Yazar, “terörle mücadele önlemleriyle toplum devlet ilişkisinin kesin olarak ters çevrildiğini, sivil toplumun siyasete karşı tüm özerkliğini kaybettiğini, devletin meşruiyetini kaynağı olan halkın egemenliği fikrinin terk edildiğini savunarak, vatandaşlığı bahşeden ve geri alan ve toplumu meşru kılanın iktidar olduğunu, iktidarın toplumu kendi modeline uymaya zorladığını ve yine eğer gerekirse suçlu olarak ilan edeceğini” de ifade ediyor. ( bkz. S. 260 )

Yine yazara göre, “Yasa, egemen toplumsal sınıflarla egemenlik altında olan toplumsal sınıflar arasındaki bir uzlaşmanın ifadesidir. Aynı zamanda yasa, toplumsal sınıflar arasında güç dengesini yönetmeye yarayan uzun dönemli bir metottur. Oysa usulün yasa üzerindeki egemen rolü (ve de terörle mücadele yüzünden olağanüstü usullerin egemenliği) siyasal ilişkileri yönetmenin kısa dönemli bir yöntemidir ve egemenlik altındaki sınıflarla olduğu kadar gücü elinde tutan bloğun formasyonu içinde de göreceli bir istikrarın sonunu ifade eder. Eğer yasa sınıflar arası mücadelenin denge noktasını kaybedip sabitliyorsa, olağanüstü usul bu istikrarı sorgular. Olağanüstü usul, sürekli bir kriz durumunun yönetilmesinin bir aracıdır.” (s. 260, 261)
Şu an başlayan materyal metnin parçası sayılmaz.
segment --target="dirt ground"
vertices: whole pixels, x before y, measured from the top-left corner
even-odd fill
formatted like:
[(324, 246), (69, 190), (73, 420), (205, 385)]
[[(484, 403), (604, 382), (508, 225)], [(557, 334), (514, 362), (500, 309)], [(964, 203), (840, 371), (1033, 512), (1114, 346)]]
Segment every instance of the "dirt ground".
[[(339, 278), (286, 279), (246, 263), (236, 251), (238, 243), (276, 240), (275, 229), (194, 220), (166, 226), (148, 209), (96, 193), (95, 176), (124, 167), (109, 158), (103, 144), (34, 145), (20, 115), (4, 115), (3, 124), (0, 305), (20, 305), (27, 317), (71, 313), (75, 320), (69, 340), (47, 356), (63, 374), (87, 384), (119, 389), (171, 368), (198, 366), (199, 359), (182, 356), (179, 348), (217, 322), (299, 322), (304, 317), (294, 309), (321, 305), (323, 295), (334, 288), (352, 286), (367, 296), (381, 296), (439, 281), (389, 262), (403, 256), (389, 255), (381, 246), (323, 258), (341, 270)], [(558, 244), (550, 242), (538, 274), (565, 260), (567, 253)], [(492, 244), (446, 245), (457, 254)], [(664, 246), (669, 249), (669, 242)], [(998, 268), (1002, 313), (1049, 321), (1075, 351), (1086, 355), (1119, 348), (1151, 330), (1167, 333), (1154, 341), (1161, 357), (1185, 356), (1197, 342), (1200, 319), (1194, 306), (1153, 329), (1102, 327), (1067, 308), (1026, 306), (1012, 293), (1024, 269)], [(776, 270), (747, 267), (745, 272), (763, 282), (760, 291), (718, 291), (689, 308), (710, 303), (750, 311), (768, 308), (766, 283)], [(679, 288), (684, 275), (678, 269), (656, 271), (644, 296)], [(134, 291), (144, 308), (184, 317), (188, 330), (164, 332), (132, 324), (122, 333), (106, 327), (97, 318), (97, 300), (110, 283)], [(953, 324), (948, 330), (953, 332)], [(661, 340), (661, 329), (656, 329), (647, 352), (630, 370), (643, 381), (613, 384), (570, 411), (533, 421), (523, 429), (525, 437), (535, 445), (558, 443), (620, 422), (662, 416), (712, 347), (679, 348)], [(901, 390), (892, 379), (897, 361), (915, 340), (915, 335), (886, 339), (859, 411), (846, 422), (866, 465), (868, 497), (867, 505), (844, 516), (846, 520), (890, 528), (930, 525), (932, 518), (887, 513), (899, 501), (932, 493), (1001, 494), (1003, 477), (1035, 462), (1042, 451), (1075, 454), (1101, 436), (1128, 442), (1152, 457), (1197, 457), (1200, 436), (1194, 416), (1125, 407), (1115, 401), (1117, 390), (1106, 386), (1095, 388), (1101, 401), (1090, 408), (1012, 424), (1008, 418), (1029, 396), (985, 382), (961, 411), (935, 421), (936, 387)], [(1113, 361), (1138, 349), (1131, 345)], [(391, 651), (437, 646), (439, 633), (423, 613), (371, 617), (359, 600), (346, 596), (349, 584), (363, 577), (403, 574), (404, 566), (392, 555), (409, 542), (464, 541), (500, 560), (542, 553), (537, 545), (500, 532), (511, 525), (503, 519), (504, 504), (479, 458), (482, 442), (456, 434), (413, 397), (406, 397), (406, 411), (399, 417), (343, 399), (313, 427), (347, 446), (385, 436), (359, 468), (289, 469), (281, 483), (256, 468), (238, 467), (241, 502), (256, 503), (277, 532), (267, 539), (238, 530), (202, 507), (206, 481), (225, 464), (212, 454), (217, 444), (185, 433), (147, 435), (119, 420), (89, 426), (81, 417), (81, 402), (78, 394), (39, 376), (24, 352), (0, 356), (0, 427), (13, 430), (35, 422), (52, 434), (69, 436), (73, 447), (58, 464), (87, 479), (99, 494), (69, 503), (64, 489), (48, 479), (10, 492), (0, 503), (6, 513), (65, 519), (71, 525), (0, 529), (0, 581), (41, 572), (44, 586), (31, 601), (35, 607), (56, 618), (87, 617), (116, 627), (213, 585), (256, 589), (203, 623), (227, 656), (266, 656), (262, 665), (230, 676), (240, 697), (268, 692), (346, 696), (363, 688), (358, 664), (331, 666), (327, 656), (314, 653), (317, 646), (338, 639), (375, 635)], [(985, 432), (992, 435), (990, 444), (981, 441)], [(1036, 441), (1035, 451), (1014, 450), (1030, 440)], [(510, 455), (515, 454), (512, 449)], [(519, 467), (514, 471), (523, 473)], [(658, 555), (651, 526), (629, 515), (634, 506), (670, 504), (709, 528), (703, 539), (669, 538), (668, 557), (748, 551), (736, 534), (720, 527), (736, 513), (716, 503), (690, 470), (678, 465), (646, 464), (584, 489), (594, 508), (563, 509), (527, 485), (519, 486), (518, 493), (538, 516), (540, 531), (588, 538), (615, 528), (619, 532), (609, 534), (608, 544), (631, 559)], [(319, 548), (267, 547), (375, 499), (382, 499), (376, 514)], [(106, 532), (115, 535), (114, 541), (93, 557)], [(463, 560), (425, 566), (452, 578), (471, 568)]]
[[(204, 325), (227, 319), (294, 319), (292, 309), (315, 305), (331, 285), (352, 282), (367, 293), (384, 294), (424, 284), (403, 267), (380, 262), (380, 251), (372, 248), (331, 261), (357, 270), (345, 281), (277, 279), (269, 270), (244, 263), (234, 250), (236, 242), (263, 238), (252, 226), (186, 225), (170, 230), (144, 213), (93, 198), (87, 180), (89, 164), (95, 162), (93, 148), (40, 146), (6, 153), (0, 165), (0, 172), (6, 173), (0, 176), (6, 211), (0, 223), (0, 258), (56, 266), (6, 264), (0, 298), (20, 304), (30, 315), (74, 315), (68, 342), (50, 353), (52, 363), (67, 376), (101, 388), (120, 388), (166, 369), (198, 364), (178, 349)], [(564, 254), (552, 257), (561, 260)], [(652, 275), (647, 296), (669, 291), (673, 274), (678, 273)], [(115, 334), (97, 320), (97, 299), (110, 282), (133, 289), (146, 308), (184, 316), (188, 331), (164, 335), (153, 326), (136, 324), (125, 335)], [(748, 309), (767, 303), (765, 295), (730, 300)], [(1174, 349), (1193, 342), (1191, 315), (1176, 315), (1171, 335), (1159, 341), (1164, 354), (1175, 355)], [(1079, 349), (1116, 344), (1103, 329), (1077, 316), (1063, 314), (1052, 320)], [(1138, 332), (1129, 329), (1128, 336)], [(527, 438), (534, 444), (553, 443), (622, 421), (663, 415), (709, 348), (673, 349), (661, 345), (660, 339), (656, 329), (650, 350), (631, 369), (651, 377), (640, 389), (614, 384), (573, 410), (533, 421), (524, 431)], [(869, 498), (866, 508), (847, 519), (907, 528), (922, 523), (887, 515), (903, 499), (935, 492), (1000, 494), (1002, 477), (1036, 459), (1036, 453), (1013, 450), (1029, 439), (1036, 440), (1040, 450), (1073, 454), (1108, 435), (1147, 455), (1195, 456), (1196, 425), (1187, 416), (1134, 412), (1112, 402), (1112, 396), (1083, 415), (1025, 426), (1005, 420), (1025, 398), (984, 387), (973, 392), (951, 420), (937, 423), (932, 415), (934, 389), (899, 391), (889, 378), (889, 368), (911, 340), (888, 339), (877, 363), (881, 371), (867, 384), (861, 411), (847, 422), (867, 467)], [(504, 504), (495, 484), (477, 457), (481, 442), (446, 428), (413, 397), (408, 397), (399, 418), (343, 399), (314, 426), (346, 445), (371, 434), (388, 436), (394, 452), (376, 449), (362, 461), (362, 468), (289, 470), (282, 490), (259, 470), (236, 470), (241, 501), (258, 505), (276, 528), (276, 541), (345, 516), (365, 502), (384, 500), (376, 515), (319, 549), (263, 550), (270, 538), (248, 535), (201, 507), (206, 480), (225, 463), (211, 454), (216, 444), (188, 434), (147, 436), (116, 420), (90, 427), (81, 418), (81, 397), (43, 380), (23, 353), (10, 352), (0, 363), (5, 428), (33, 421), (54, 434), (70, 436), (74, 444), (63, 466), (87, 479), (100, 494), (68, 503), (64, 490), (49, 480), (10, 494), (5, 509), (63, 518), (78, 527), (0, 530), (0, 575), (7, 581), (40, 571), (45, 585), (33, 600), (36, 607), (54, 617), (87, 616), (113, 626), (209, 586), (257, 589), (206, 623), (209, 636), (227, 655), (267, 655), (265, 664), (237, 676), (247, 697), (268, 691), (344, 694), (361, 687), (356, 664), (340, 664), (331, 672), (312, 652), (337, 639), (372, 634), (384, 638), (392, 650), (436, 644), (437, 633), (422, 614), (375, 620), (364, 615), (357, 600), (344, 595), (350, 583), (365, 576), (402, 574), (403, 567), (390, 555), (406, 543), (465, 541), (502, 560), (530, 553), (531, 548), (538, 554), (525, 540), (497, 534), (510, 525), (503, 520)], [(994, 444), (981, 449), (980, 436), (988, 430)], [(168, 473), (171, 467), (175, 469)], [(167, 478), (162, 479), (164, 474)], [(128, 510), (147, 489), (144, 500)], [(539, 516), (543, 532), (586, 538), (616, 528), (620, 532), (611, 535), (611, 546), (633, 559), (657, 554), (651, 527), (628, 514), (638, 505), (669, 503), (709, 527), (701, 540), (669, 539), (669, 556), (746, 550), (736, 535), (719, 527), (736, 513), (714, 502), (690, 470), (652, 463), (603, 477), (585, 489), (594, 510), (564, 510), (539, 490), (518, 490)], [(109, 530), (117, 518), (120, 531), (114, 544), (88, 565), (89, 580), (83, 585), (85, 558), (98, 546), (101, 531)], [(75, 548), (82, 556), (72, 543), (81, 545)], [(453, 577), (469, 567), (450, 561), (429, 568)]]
Yazar, bu şekilde bir yandan olağanüstülüğün nasıl olağan hale getirildiğini açıklarken, öte yandan devletle toplum arasındaki egemenlik ilişkilerinin geleceğine yönelik kuramsal ağırlıklı bir tartışmayı da beraberinde yürütüyor ve okuyucuyu yaşananların sonuçlarını ve geleceğe etkilerini düşünmeye çağırıyor.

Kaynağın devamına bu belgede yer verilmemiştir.